重塑 pandas 数据框(按列转置行)
Reshaping pandas dataframe (transpose rows by columns)
我刚开始学习 Python 并希望实现重塑它在 R 上的完成方式。
我目前有 d1 形式的数据框,想将其转换为 d2:
d1:列为:国家/地区、Movie_type(值为动作、浪漫或戏剧)、1 月 20 日、2 月 20 日和 3 月 20 日。
d2:列为:国家/地区、月份-年份(值为 Jan-20、Feb-20 或 Mar-20)、动作片、戏剧、浪漫片..
(请注意,戏剧和浪漫栏不显示 d1 的实际计数,只有动作显示)。
d1 = pd.DataFrame({
"Country" : {0: "Australia",1: "Australia", 2:"Australia", 3:"Canada", 4:"Canada", 5:"Israel", 6:"India",7: "India", 8:"Poland", 9: "Zambia"},
"Movie_type" : {0: "Action",1:"Drama",2: "Romance",3: "Romance",4: "Action",5: "Action",6: "Action",7: "Drama",8: "Drama",9:"Action"},
"Jan-20" :{0: 0,1: 1,2: 2,3: 3,4: 0,5: 3,6: 2,7: 0,8: 2,9: 5},
"Feb-20" :{0: 2,1: 3,2: 2,3: 1,4: 0,5: 0,6: 2,7: 4,8: 2,9: 7},
"Mar-20" :{0: 1,1: 5,2: 2,3: 7,4: 4,5: 8,6: 2,7: 4,8: 5,9: 9}
}
)
d2 = pd.DataFrame({
"Country" : {0: "Australia",1: "Australia", 2:"Australia", 3:"Canada", 4:"Canada", 5:"Canada", 6:"Israel",7: "Israel", 8:"Israel", 9: "India", 10: "India", 11: "India", 12: "Poland", 13: "Poland", 14: "Poland", 15: "Zambia", 16: "Zambia", 17: "Zambia"},
"Month_year" : {0: "Jan-20",1: "Feb-20", 2:"Mar-20", 3: "Jan-20",4: "Feb-20", 5:"Mar-20",6: "Jan-20",7: "Feb-20", 8:"Mar-20",9: "Jan-20",10: "Feb-20", 11:"Mar-20",12: "Jan-20",13: "Feb-20", 14:"Mar-20",15: "Jan-20",16: "Feb-20", 17:"Mar-20"},
"Action" :{0: 0,1: 0,2: 0,3: 0,4: 0,5: 0,6: 3,7: 0,8: 0,9: 2,10:0,11:0,12:0,13:0,14:0,15:5,16:0,17:0},
"Drama" :{0: 0,1: 0,2: 0,3: 0,4: 0,5: 0,6: 0,7: 0,8: 0,9: 0,10:0,11:0,12:0,13:0,14:0,15:0,16:0,17:0},
"Romance" :{0: 0,1: 0,2: 0,3: 0,4: 0,5: 0,6: 0,7: 0,8: 0,9: 0,10:0,11:0,12:0,13:0,14:0,15:0,16:0,17:0}
}
)
如何将 Movie_types 转换为列名并将 MMM-YY(目前在 d1 中作为列名)转换为行的差异值?如果这是一个 stack/unstack/pivot 或重塑问题,我很乐意接受教育。
使用 DataFrame.melt
with DataFrame.pivot
,正确的顺序是将值转换为日期时间:
df = (d1.melt(['Country','Movie_type'],
var_name='Month_year')
.assign(Month_year = lambda x: pd.to_datetime(x['Month_year'], format='%b-%y'))

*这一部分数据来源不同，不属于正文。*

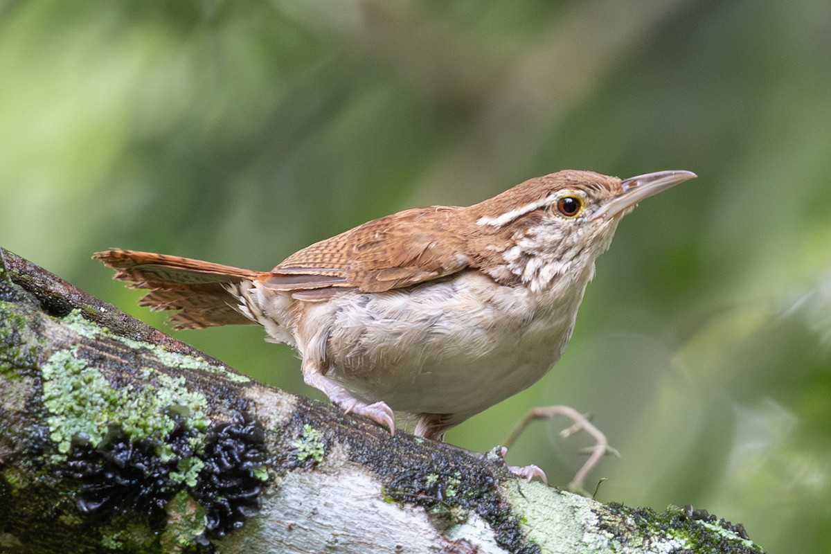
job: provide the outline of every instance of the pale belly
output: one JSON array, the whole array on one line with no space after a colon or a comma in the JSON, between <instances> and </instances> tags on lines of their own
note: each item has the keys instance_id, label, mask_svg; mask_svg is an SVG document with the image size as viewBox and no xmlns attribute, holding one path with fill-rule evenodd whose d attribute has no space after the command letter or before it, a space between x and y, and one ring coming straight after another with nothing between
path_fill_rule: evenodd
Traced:
<instances>
[{"instance_id":1,"label":"pale belly","mask_svg":"<svg viewBox=\"0 0 831 554\"><path fill-rule=\"evenodd\" d=\"M461 420L548 372L582 293L534 294L469 272L406 292L348 293L307 315L331 326L318 348L327 377L366 402Z\"/></svg>"}]
</instances>

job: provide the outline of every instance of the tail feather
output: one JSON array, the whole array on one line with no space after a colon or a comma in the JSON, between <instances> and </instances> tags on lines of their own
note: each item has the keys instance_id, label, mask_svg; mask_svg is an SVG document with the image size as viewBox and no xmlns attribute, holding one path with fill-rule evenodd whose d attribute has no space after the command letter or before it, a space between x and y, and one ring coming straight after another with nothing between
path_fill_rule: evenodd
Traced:
<instances>
[{"instance_id":1,"label":"tail feather","mask_svg":"<svg viewBox=\"0 0 831 554\"><path fill-rule=\"evenodd\" d=\"M131 250L106 250L92 257L116 269L114 278L130 288L150 290L140 306L154 311L179 310L170 320L176 329L253 323L236 309L237 296L229 289L263 272Z\"/></svg>"}]
</instances>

.pivot(['Country','Month_year'], 'Movie_type','value')
.fillna(0)
.astype(int)
.rename(index = lambda x: x.strftime('%b-%y'), level=1)
.reset_index()
)
print (df)
Movie_type Country Month_year Action Drama Romance
0 Australia Jan-20 0 1 2
1 Australia Feb-20 2 3 2
2 Australia Mar-20 1 5 2
3 Canada Jan-20 0 0 3
4 Canada Feb-20 0 0 1
5 Canada Mar-20 4 0 7
6 India Jan-20 2 0 0
7 India Feb-20 2 4 0
8 India Mar-20 2 4 0
9 Israel Jan-20 3 0 0
10 Israel Feb-20 0 0 0
11 Israel Mar-20 8 0 0
12 Poland Jan-20 0 2 0
13 Poland Feb-20 0 2 0
14 Poland Mar-20 0 5 0
15 Zambia Jan-20 5 0 0
16 Zambia Feb-20 7 0 0
17 Zambia Mar-20 9 0 0
我刚开始学习 Python 并希望实现重塑它在 R 上的完成方式。
我目前有 d1 形式的数据框,想将其转换为 d2:
d1:列为:国家/地区、Movie_type(值为动作、浪漫或戏剧)、1 月 20 日、2 月 20 日和 3 月 20 日。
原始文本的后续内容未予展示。